11. Website security hardening
The need for improved security measures has dramatically increased over the last couple of years as there have been high-profile security breaches and consumer demand for greater security and privacy. This has led to the need for A/E/C firms to take a more proactive and deliberate approach to security. This includes converting your website to HTTPS, as well as implementing security hardening measures.
Hypertext Transport Protocol Security (HTTPS) websites use an SSL (Secure Sockets Layer) certificate to protect a site connection through authentication and encryption. While once only found on websites that involved the exchange of sensitive user data (such as banks, e-commerce sites, insurance, etc.), HTTPS is becoming more popular across the board. Unsurprisingly, Google is leading the charge for making the entire web more secure, even launching an HTTPS everywhere campaign. As part of their ongoing push for improving user experience they have also started including HTTPS as a ranking signal, and now give indexing priority to secure pages over unsecured pages.
To protect your website and ensure optimal performance, it’s now critical to implement a number of website security hardening measures. This starts with hosting your website on a professional-grade server, in order to provide a safer, faster, more reliable environment for your website (as opposed to an inexpensive grid platform that shares the space with many other (likely unsecure) websites. Nightly, full-site, incremental backups of your website files and database are also critical to ensure that you can fully restore your website at any time and all updates from the previous day will be safe and secure.

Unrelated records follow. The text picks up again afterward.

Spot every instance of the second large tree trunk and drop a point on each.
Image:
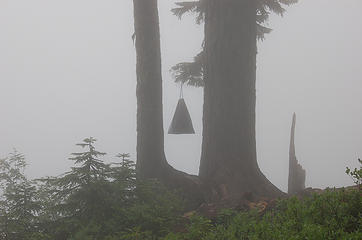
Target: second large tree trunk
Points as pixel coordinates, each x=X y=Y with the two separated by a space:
x=228 y=161
x=150 y=136
x=151 y=160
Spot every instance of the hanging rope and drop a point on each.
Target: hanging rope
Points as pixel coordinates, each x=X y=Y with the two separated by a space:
x=181 y=91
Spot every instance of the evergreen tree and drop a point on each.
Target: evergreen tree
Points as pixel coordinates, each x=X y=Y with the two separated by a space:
x=151 y=159
x=19 y=204
x=227 y=70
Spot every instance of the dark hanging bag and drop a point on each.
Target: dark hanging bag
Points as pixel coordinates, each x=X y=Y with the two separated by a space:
x=181 y=121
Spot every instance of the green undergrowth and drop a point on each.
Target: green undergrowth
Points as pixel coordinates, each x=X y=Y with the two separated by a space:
x=97 y=200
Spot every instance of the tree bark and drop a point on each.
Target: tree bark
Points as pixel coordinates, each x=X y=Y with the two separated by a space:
x=151 y=160
x=150 y=133
x=228 y=160
x=296 y=178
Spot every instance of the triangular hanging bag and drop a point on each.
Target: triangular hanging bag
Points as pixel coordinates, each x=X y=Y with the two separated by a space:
x=181 y=121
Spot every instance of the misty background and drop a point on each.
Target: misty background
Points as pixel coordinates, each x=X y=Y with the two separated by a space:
x=67 y=72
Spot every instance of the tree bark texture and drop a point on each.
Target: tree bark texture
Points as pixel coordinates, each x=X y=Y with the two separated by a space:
x=228 y=160
x=151 y=160
x=150 y=133
x=296 y=179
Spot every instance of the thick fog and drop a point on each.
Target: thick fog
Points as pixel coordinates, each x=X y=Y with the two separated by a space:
x=67 y=72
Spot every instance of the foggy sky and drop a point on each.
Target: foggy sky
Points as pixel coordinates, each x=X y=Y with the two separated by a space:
x=67 y=72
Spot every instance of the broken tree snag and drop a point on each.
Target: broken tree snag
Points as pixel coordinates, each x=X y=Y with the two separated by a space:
x=296 y=180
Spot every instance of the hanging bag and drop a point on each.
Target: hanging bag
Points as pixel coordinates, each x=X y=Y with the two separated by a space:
x=181 y=121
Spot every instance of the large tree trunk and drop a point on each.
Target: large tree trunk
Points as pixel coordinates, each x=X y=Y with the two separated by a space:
x=151 y=160
x=150 y=134
x=296 y=178
x=228 y=161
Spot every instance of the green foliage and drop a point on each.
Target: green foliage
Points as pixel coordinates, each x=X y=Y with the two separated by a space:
x=98 y=201
x=191 y=73
x=335 y=214
x=19 y=203
x=94 y=200
x=356 y=174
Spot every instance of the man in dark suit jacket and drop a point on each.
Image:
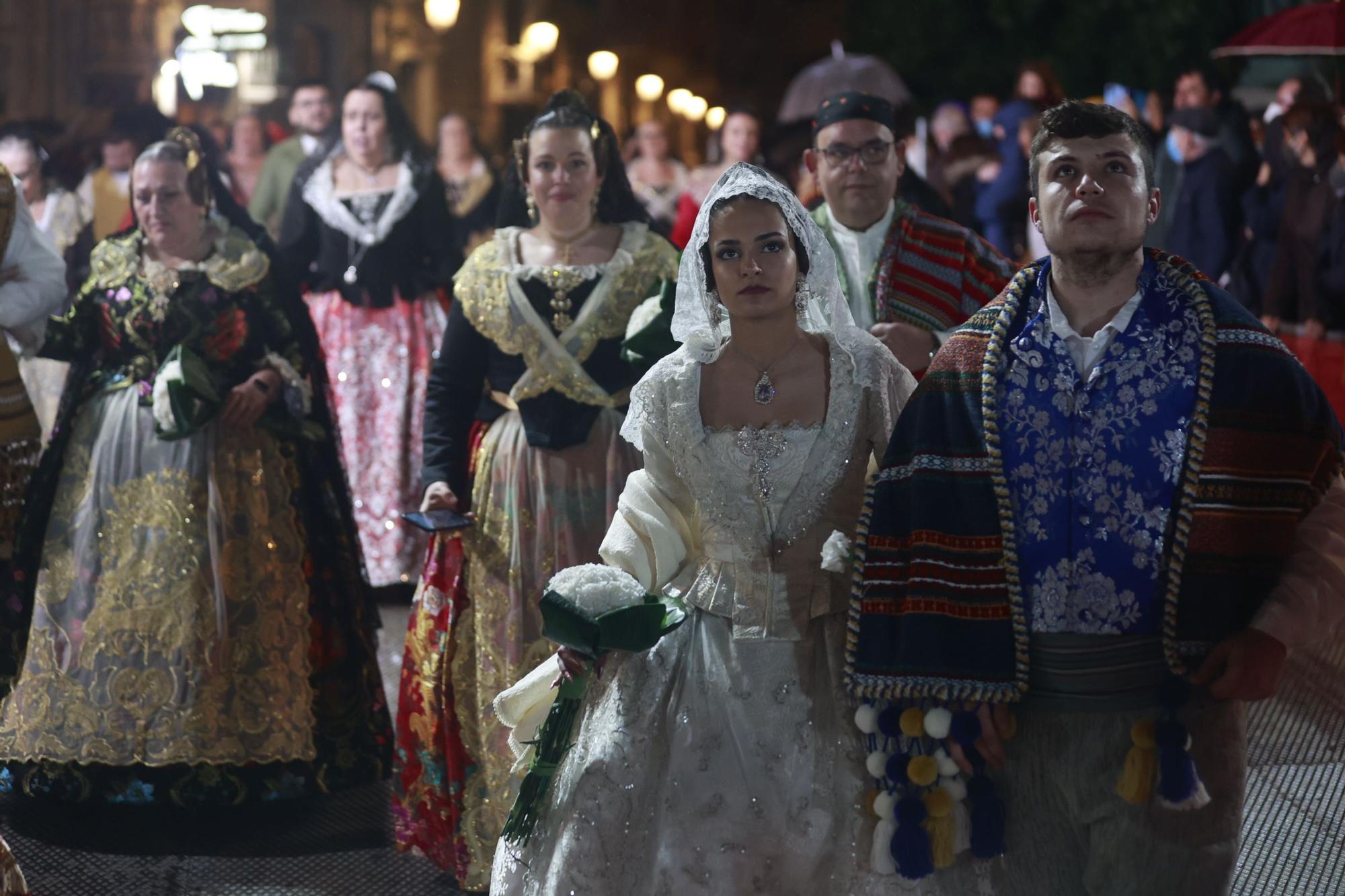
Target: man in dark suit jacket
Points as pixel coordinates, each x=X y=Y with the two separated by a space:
x=311 y=112
x=1204 y=222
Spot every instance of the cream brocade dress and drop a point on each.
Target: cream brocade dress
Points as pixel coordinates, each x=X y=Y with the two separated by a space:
x=726 y=759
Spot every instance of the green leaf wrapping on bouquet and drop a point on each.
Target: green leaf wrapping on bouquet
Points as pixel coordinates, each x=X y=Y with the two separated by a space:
x=184 y=396
x=553 y=741
x=629 y=628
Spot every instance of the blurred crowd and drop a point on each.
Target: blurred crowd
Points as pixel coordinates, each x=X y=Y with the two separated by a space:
x=1252 y=196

Lastly, a robust Website Application Firewall (WAF) and Intrusion Prevention System (IPS) should be implemented to protect your website by intercepting and inspecting all incoming HTTP/HTTPS requests to your website and stripping them of any malicious requests before they arrive safely at the server. You should also leverage a real-time detection and security monitoring platform that includes automatic virtual patching and hardening engines that offer real-time mitigation of threats. In other words, a simple free plugin is no longer sufficient to protect and monitor your website.
12. Page speed and performance optimization
Having a rapidly loading website is an increasingly crucial factor of both user experience (UX) and search engine optimization (SEO). Today’s user expects a website to load quickly, and those that don’t will likely experience negative consequences as a result. The Aberdeen Group conducted research that found a one-second delay in page load time yields 11% fewer page views, a 16% decrease in customer satisfaction and an 7% loss in conversions. Google has also indicated that site load speed is one of the signals used by its algorithm to rank pages.
As websites continue to evolve to become much more complex and content-heavy, it’s important to make sure page speed and performance optimization has been performed on your website to reduce page load speed as much as possible. There are numerous factors that affect page load speed with many requiring the aid of a proficient web development partner.
Build more than just a digital brochure
As marketing in the A/E/C industry is evolving, one of the primary cornerstones of your overall marketing strategy should be to develop a robust, growth-focused website. These features outlined are just some of the “must-haves” needed to make your website more than just a digital brochure, but a tool for business development and audience engagement.